Meteorologists had never seen anything quite like it—a mass of abnormally warm surface water that overwhelmed much of the northeastern Pacific Ocean for three years starting in late 2013. They called it the Blob.

Within months, thousands of starving sea lion pups began washing ashore along the west coast of the United States.

At the time, scientists figured the two occurrences were related. But in a new study, a team of researchers describes in detail how warm water and related impacts on ocean productivity hurt the young sea lions.

Scientists believe the Blob began to form in the Gulf of Alaska after the winds that drive the upwelling of nutrient-rich cold water from the seafloor to the surface weakened or died, allowing surface water to grow unusually warm and slowing the production of phytoplankton. At the same time, farther south, El Niño was disrupting ocean circulation. The resulting masses of warm, nutrient-poor water being formed in the north and south joined up, and the so-called Blob settled in for a three-year stay off the coast of California.
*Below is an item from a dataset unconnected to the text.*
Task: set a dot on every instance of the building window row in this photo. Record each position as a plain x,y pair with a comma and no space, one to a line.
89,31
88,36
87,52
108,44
The Blob hit the sea lions when reduced primary production sent forage fish, such as anchovies and sardines, elsewhere, says study coauthor Karina Acevedo-Whitehouse, a disease ecologist at the Autonomous University of Queretaro in Mexico.

Without their usual prey, hungry sea lions turned to rockfish, “which is like junk food for sea lions,” Acevedo-Whitehouse says. Oily forage fish pack a nutritional punch; white-fleshed Pacific rockfish do not.

After analyzing blood samples and the blood glucose levels of nursing sea lion pups off Baja California, the authors concluded that lactating sea lions were unable to provide adequate nutrition for their pups. This had a devastating effect on an entire generation of sea lions.